As Tartaglia concludes, I glance at John Ogilvie. Scotland’s only post-reformation saint, he stood firm when his brother priests fled their oppressors and was hanged for his defiance. Who among today’s bishops will stand firm? McLellan had made something clear in his address. This was the Catholic church’s last opportunity to regain public credibility. Tartaglia assures the congregation the bishops will implement the report in full. So is it job done?

My answer is to tell you my knowledge of events in the Catholic church in the period around the publication of the report.

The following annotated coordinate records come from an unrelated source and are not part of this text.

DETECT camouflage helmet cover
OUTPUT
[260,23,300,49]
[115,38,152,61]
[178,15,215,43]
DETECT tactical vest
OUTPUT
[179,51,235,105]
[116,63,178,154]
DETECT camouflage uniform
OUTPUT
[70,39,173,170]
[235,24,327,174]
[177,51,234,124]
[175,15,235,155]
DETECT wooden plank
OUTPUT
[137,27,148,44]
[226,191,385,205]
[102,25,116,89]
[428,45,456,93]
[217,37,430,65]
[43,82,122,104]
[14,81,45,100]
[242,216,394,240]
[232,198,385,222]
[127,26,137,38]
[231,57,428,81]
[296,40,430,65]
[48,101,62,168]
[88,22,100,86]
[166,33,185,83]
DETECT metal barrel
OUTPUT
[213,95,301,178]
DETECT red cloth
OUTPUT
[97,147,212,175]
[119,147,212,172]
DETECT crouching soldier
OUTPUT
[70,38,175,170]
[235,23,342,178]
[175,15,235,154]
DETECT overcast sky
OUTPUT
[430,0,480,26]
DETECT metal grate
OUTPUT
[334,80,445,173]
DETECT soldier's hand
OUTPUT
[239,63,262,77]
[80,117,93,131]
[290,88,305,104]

Days before, I get confirmation from the police of a serious investigation into alleged abuse by a senior Catholic cleric in Scotland. The accused is a close friend of one of the most senior members of the church’s hierarchy and was not suspended while the investigation took place, despite the report’s recommendations to the contrary.

Leaving the BBC studio where I have given a reaction to the report, I receive a call from an abuse victim. She is distraught, wants me to know something in case anything happens to her. She has told her bishop of historical abuse when she was 15 by a serving priest. The bishop’s response? Nobody need know. Then the day after the report, I receive information that the church’s lawyers are pursuing costs against Father Lawson, the main carer to his elderly mother who is suffering from dementia, because he was ill on the day the employment tribunal was scheduled and it had to be postponed. “They are obviously trying to make life as difficult as possible for him,” says Father Lawson’s lawyer.

Andrew McLellan made something crystal clear in Edinburgh. Words were not enough. They had to be followed by two things: repentance and action. Until the church’s public words match their private actions, Philip Tartaglia’s words of apology will ring hollow around a cathedral that may be beautiful, but which has an ever-dwindling congregation.